What began as a deliberative and fairly straightforward legislative process to establish an interstate banking law in the District has degenerated into a mishmash of ambiguities and questionable assumptions.

The latest example is the tardy debate over what types of banks should be permitted in the District. The Barry administration favors what amounts to an open-door policy for all banks; D.C. Council member Charlene Drew Jarvis wants to bar entry by certain banking organizations that she contends are trying to circumvent the city's interstate banking law.

After a year of preliminary discussions, hearings, intense lobbying, political ploys, passage of two versions of an interstate banking bill and, finally, a couple of mergers involving D.C. banks, the mayor and the council are exactly where they were this time a year ago: back to square one.

The most critical question -- one that should have been addressed fully before passage of any new banking legislation -- still isn't settled. It very likely won't be settled until the mayor and the council can agree on the economic justification for ushering in interstate banking. Until then, the mayor and the council will be chasing back and forth through loopholes and political brambles.

Initially, District officials supported a campaign by D.C. bankers to get Congress to approve legislation that would have established a special interstate zone for banks in Washington, Maryland and Virginia. When that effort failed, D.C. bankers climbed aboard the bigger regional interstate bandwagon, which, by then, had picked up momentum in Maryland, Virginia and several southeastern states.

The city council this year approved a banking bill similar to those that had been passed earlier in Virginia and Maryland, calling for reciprocal agreements allowing interstate mergers in the mid-Atlantic and Southeast. But the council subsequently backtracked, acceding to the wishes of the mayor, who pushed for full interstate banking in the face of a massive lobbying campaign, led by New York's Citicorp.

A new interstate bill, permitting entry into the District by any bank that agrees to stringent investment requirements, was supposed to have covered any contingency or loophole. When some members of Congress complained about a loophole in the city's banking law that went into effect in April, Jarvis insisted there were no loopholes in the legislation.

As the loophole debate raged, 11 out-of-state banking organizations and other companies were seeking permission from the Comptroller of the Currency to open banks in the District, not under federal, but D.C., charters. Some D.C. officials and local bankers regard that as an attempt to contravene the city's interstate banking law.

So now Jarvis wants to close this loophole by offering legislation that would bar entry by those institutions.

While that might appear to be inconsistent with the D.C. government's announced goal and policy of opening up the city to out-of-state banking organizations as a way to increase economic development, Jarvis' bill is the key to maintaining consistency in the District's banking law. It is not, as has been suggested, an attempt to keep out nonbank banks.
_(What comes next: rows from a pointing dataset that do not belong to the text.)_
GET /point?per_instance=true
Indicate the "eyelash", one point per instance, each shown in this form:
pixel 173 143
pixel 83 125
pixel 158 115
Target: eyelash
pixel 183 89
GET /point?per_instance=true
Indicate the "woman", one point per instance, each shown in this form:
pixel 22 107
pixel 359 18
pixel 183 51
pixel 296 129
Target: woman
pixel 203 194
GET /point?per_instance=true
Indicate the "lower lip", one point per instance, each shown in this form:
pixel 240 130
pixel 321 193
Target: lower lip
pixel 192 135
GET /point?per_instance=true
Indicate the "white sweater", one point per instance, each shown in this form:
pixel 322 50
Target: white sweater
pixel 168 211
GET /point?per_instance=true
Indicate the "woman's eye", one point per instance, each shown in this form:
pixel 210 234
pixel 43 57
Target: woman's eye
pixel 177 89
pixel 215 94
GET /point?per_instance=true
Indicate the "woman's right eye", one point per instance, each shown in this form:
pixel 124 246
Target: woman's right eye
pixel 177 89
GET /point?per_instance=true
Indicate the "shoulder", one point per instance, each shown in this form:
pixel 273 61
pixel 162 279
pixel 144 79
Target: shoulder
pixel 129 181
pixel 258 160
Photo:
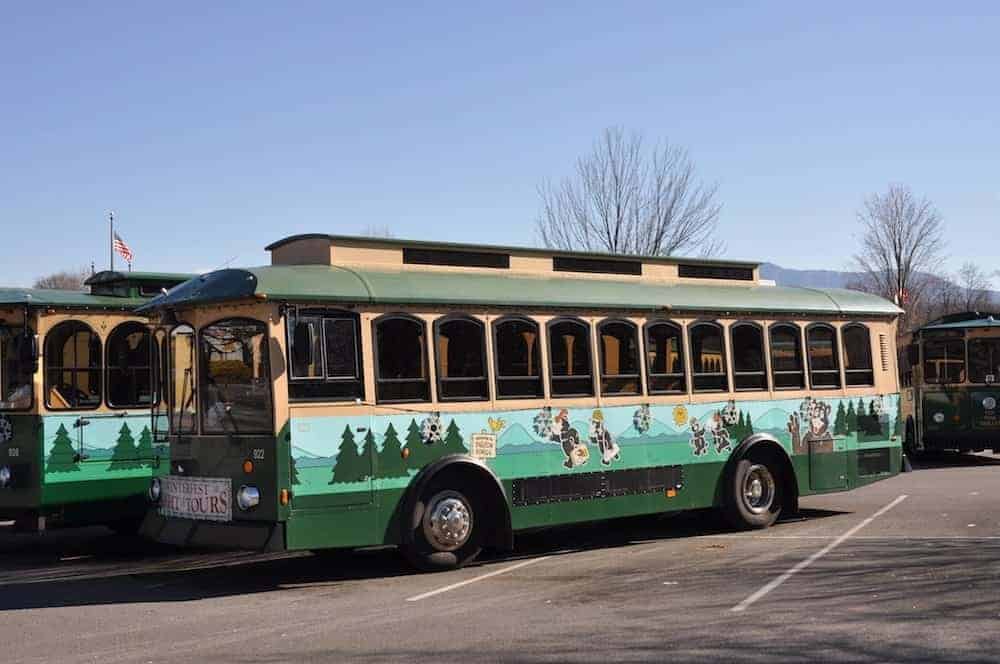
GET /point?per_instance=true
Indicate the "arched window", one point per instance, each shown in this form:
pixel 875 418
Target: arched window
pixel 569 358
pixel 708 358
pixel 618 341
pixel 235 377
pixel 181 389
pixel 460 352
pixel 401 359
pixel 518 359
pixel 72 367
pixel 824 363
pixel 786 357
pixel 749 369
pixel 857 355
pixel 665 373
pixel 128 372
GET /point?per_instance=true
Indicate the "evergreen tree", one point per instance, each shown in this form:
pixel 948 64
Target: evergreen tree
pixel 144 451
pixel 369 457
pixel 852 419
pixel 125 455
pixel 62 458
pixel 453 443
pixel 840 421
pixel 420 454
pixel 347 468
pixel 390 460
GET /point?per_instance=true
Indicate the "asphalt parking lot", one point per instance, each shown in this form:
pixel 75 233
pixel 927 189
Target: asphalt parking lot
pixel 904 570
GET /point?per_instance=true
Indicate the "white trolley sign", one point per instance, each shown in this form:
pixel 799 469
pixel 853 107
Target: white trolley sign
pixel 203 498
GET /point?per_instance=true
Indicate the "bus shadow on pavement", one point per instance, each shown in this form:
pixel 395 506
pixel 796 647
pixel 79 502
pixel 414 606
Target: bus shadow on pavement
pixel 119 570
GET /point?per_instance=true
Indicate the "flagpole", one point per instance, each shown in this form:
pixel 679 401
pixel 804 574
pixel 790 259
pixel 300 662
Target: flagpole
pixel 111 239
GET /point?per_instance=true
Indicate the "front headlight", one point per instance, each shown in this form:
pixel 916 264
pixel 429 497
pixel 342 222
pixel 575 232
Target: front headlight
pixel 248 497
pixel 154 490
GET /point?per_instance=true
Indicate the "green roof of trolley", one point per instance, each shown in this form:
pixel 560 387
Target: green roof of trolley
pixel 336 284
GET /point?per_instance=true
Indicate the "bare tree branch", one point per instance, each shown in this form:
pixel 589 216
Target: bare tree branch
pixel 626 200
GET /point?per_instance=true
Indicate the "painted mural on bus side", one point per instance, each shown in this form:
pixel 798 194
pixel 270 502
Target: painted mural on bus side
pixel 336 454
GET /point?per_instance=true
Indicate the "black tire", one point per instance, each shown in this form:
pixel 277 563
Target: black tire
pixel 445 530
pixel 753 497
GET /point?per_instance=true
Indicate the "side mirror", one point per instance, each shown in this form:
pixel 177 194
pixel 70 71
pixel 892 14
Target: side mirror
pixel 303 340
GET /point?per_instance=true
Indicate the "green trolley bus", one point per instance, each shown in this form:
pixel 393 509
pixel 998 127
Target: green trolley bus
pixel 76 390
pixel 949 369
pixel 443 397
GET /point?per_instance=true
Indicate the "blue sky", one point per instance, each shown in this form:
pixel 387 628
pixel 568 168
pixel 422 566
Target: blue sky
pixel 212 132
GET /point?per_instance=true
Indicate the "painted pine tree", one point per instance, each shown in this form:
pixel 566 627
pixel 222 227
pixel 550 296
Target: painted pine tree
pixel 144 450
pixel 124 456
pixel 347 468
pixel 369 457
pixel 453 443
pixel 851 419
pixel 840 421
pixel 390 459
pixel 62 458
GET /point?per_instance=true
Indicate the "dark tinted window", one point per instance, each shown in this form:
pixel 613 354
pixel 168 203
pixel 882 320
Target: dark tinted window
pixel 618 342
pixel 324 350
pixel 857 355
pixel 786 357
pixel 748 357
pixel 664 359
pixel 708 358
pixel 401 360
pixel 72 367
pixel 824 363
pixel 518 359
pixel 569 356
pixel 461 359
pixel 235 377
pixel 130 381
pixel 984 360
pixel 944 361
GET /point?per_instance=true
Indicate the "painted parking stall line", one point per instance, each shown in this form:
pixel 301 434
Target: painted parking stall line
pixel 475 579
pixel 801 565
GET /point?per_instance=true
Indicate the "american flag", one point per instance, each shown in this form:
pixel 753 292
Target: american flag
pixel 122 249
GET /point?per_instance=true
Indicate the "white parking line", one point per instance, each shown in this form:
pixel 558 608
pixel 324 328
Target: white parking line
pixel 417 598
pixel 801 565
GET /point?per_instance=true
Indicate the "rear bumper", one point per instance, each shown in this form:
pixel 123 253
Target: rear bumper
pixel 212 535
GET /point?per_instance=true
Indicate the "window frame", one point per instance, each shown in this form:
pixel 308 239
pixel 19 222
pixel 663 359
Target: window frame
pixel 871 357
pixel 681 338
pixel 39 362
pixel 727 387
pixel 377 365
pixel 149 367
pixel 552 322
pixel 836 349
pixel 201 374
pixel 325 314
pixel 763 357
pixel 99 369
pixel 541 378
pixel 440 380
pixel 601 376
pixel 799 347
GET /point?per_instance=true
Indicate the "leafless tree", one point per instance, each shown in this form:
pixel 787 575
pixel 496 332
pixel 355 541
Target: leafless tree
pixel 64 280
pixel 901 243
pixel 975 288
pixel 626 199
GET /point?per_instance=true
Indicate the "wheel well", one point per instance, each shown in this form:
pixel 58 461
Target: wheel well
pixel 479 484
pixel 765 449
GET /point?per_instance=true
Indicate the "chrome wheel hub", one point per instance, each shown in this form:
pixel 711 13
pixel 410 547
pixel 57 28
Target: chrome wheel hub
pixel 758 489
pixel 447 521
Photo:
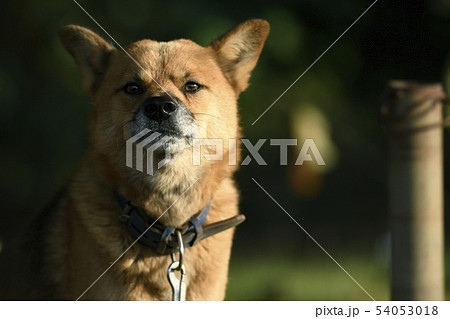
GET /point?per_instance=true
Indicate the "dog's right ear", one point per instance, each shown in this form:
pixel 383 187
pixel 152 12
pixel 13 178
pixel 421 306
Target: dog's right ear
pixel 90 52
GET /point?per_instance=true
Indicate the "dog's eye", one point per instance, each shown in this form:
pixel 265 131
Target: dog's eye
pixel 132 89
pixel 191 87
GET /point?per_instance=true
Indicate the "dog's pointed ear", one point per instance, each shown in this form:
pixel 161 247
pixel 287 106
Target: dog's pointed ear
pixel 238 51
pixel 90 52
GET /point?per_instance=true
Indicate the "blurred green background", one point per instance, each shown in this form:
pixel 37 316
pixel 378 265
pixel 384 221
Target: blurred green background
pixel 44 111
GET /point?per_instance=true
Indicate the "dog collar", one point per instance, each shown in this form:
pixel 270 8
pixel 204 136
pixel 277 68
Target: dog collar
pixel 163 239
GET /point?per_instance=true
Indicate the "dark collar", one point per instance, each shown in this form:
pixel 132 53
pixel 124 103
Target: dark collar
pixel 163 239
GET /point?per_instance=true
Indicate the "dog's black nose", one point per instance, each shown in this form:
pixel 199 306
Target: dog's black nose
pixel 160 108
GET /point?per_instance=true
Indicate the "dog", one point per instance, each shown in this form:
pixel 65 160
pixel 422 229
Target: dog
pixel 114 232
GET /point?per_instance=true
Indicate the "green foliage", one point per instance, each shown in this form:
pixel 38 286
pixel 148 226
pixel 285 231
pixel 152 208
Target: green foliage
pixel 43 115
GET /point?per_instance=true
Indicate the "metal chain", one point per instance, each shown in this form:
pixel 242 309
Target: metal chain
pixel 178 285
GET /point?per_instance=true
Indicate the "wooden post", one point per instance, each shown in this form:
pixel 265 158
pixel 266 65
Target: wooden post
pixel 413 116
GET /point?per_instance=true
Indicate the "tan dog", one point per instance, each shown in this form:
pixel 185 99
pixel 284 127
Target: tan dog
pixel 183 92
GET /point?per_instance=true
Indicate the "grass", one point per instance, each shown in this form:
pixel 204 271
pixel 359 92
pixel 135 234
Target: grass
pixel 283 277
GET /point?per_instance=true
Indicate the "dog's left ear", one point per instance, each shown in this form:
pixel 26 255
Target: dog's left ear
pixel 238 51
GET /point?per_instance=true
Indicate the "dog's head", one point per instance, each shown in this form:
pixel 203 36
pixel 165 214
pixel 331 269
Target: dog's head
pixel 179 90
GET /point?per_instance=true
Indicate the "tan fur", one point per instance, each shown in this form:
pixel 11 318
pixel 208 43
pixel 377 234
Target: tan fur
pixel 79 236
That's the term commonly used to describe limited-service institutions that either make commercial loans or offer consumer banking services, but not both.

Now that a full interstate banking policy has been firmly established in the District, any retreat from that policy might leave D.C. officials open to charges of discrimination and convey the impression that the local government is inconsistent.

Companies applying for D.C. bank charters would not come under the investment rubric that applies to banks seeking federal charters unless they were full-service institutions. There is no indication that federally chartered full-service banks are lining up to buy D.C. banks, hire hundreds of city residents and invest millions of dollars in blighted neighborhoods. With Citicorp being the notable exception, only Virginia bank holding companies have shown any interest in buying D.C. banks. Citicorp adroitly avoided what probably would have been a costly bank acquisition and a windfall for local investors by bidding to take over a troubled thrift in the District.

With 11 organizations anxious to open banks in the District, local officials have a critical choice to make: hold to the standard established for all banks from outside the region (the Comptroller's Office maintains all but one of the 11 applicants have indicated plans to operate full-service banks), or welcome 11 companies that, in the normal course of doing business, would help stimulate competition and economic growth.

With his observation, "These institutions are a fact of economic life," Curtis McClinton, D.C.'s deputy mayor for economic development, seems to be undermining the city's established policy.